# Hoedspruit



## deborah13 (Oct 20, 2014)

Hello,
Does anyone know of a reasonable way to get to Hoedspruit without a car. I am currently in Cape Town but can easily fly or bus to the North. I found a shuttle bus that leaves Johannesburg at 6:00 a.m. (a bit early), and I know I can fly, but that is very expensive. The bus that is listed on the Hoedspriut website does not seem to go there anymore. Any advice would be appreciated. Thanks.


----------



## 2fargone (Jun 14, 2011)

deborah13 said:


> Hello,
> Does anyone know of a reasonable way to get to Hoedspruit without a car. I am currently in Cape Town but can easily fly or bus to the North. I found a shuttle bus that leaves Johannesburg at 6:00 a.m. (a bit early), and I know I can fly, but that is very expensive. The bus that is listed on the Hoedspriut website does not seem to go there anymore. Any advice would be appreciated. Thanks.

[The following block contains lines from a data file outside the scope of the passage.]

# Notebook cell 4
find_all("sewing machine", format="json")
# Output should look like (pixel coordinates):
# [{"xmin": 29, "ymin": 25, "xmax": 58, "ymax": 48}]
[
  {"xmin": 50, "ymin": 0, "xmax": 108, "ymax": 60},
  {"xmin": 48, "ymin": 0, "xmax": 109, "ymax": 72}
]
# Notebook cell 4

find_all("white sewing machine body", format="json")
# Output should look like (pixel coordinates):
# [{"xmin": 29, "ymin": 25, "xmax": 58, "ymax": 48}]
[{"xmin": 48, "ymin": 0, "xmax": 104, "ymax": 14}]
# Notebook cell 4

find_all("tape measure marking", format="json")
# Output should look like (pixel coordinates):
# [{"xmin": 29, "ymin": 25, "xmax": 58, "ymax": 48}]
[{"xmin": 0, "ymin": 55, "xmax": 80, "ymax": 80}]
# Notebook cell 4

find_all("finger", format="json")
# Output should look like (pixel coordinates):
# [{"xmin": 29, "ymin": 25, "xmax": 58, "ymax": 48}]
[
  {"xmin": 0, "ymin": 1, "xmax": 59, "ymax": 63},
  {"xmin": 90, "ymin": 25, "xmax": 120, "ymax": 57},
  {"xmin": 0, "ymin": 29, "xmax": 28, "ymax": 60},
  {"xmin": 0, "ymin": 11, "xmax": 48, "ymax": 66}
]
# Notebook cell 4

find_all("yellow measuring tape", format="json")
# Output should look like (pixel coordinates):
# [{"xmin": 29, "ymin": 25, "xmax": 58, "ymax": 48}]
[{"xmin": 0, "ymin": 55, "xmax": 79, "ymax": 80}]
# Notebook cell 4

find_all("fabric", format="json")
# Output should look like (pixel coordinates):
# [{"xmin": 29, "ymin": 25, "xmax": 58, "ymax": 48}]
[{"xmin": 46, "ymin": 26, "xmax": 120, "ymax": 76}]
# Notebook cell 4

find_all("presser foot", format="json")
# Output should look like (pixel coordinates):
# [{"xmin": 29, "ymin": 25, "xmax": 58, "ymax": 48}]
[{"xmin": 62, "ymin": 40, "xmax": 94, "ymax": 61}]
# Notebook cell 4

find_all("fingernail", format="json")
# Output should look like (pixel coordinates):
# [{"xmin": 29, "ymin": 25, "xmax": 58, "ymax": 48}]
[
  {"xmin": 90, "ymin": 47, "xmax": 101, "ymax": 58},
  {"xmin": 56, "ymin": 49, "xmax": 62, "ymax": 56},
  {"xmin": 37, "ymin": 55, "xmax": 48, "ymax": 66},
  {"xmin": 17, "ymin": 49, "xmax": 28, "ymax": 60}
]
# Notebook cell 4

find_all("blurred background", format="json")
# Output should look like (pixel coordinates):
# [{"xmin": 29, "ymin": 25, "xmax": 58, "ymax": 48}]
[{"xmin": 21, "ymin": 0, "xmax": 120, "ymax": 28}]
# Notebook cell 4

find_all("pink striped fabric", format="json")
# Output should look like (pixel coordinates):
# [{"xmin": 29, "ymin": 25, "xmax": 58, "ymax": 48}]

Have you checked out the bus company Intercape or Greyhound? I think those would be you best options.


----------



## deborah13 (Oct 20, 2014)

2fargone said:


> Have you checked out the bus company Intercape or Greyhound? I think those would be you best options.

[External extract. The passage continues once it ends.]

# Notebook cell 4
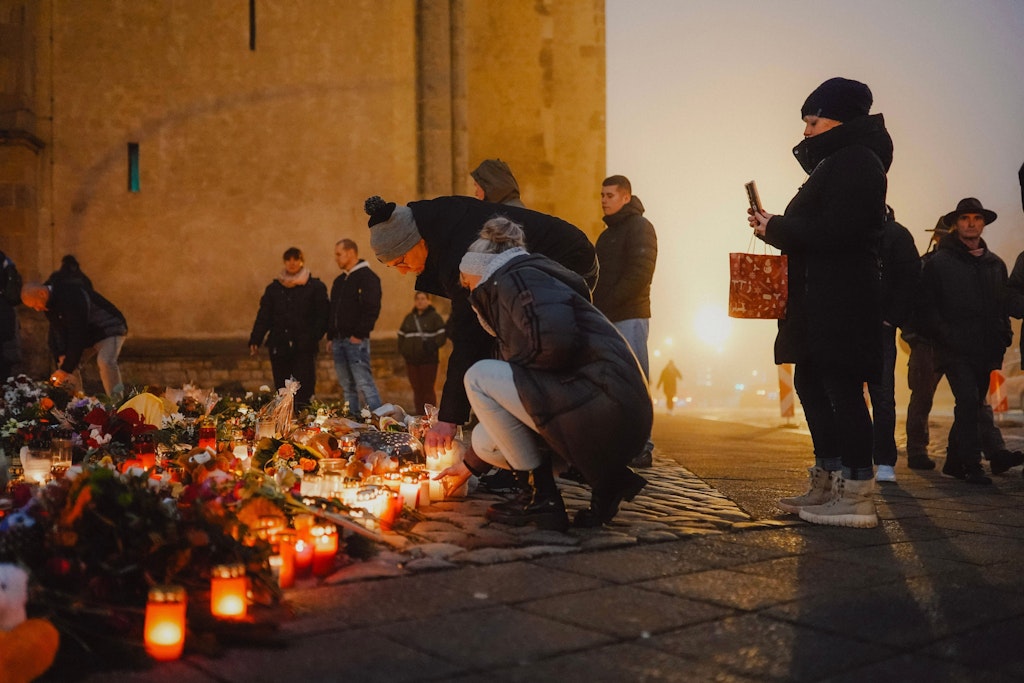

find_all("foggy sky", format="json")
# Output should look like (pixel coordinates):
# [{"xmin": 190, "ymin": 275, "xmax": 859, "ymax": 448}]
[{"xmin": 595, "ymin": 0, "xmax": 1024, "ymax": 401}]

Yes, I have checked InterCape, Greyhound, Translux, and City to City. None of them seem to go even close to Hoedspruit, which really surprises me. I thought Hoedspruit was quite a tourist destination so I would have thought there would be more transportation to it. But there I go being logical again - oh dear.


----------



## rubelbgdsa0 (Jul 23, 2011)

You can but the problem is u have to use taxi. I mean the kombi. So just forget about it. First thing as a tourist in south africa u must think about the sefty. I advice get a car from jhb air port.


----------